Nobody likes being disliked. It can be a burden to shoulder the fact there is someone out there who dislikes you and there’s nothing you can do about it. But that’s kind of the point. In most cases, you can’t do anything about it and that’s absolutely okay.
Yes. You read that right. It’s okay to know that someone dislikes you (unless you’ve actually done something wrong, then this post isn’t for you). Maybe you’ve accidentally done something wrong, maybe you’re being defensive.
Here are 5 ways to help you acknowledge this fact and at least help you move on from such a feeling.
1. Your Feelings Are Valid, And So Is Other Person’s
Don’t dismiss how you’re feeling. That’s the first step to feeling worse – because repressing how you’re feeling does more harm than good. Remember, your feelings are valid. It sucks that there’s someone who is disliking you or something you’ve done, but don’t invalidate their feelings about the matter as well.
2. Nobody Is Perfect, Even The Person Who Dislikes You
Hannah Montana once crooned that Everybody makes mistakes, Everybody has those days, and that nobody’s perfect. And she couldn’t have been more right. Nobody is perfect; neither are you. Perfection is subjective, and only you can set that definition for yourself. Once you realize that you’re human and need not be a perfectionist, capable of making mistakes, apologizing becomes a lot easier in the process. This will help you dissolve your ego bit by bit; it will help aid communicating with people better. It’s how you own up to it and how you deal with it that matters.
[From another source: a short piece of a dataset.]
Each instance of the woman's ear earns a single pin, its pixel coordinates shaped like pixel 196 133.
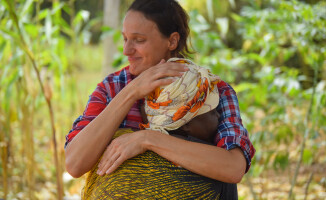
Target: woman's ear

3. You Cannot Control How Someone Feels About You
It sounds like a bummer. ‘I wish I could have everyone like me – I’m a decent person, I do this, I do that, but why am I still being disliked?’ There are more than a billion people in the world. To have everyone like you is wishful thinking at best and delusional at worst. Keep this in mind: How somebody feels about you is out of your control. What you can do is ensure you are aware of how they’re feeling and not crossing boundaries. Nobody is obligated to be nice to you 24/7, but they will respect you if you respect them. What you can control is your behavior.
4. Don’t Get Defensive About Someone Disliking You
It’s easy to get defensive over our behavior. Instead of apologizing, we end up trying to overcompensate how we’re feeling towards the issue and find more ways to defend our behavior instead of acknowledging it. Acknowledging your feelings means setting aside if you’ve made a mistake or not. You acknowledge someone feeling a certain way because of your behavior, and you allow them to express how they feel. This gives you time to modify your stance healthily.
5. Follow Therapists Online
Face to face therapy is a no go now. Until then, you can follow some therapists on Instagram who give out content for reframing how you’re feeling. The therapists are trauma positive and are overall a great set of people who will help you reframe how you’re thinking.
6. Practicing Positivity
Cultivating your mind with positive affirmations such as “I can do this,” “It’s okay,” “My feelings are valid,” etc., will help you approach ‘being disliked’ in a less brash manner. It is important to remember that as much as you feel wronged about someone disliking you, you’ll be able to ask them more clearly about the cause of their dislike.
Remember, liking and disliking someone is all a part of life. You cannot control how many will like or dislike you. Ultimately, you are in control of how you behave with people and how in-tune you are with their boundaries. So, keep your chin up. Remember that communication with people you feel dislike you will be easier when you drop the blame game and allow for healthy communication.
Slip-ups happen, mistakes will be made in the journey of our lives, but that shouldn’t stop you from becoming the best possible and awesome version of yourself. You can read The Courage to Be Disliked by Ichiro Kishimi and Fumitake Koga to understand this better.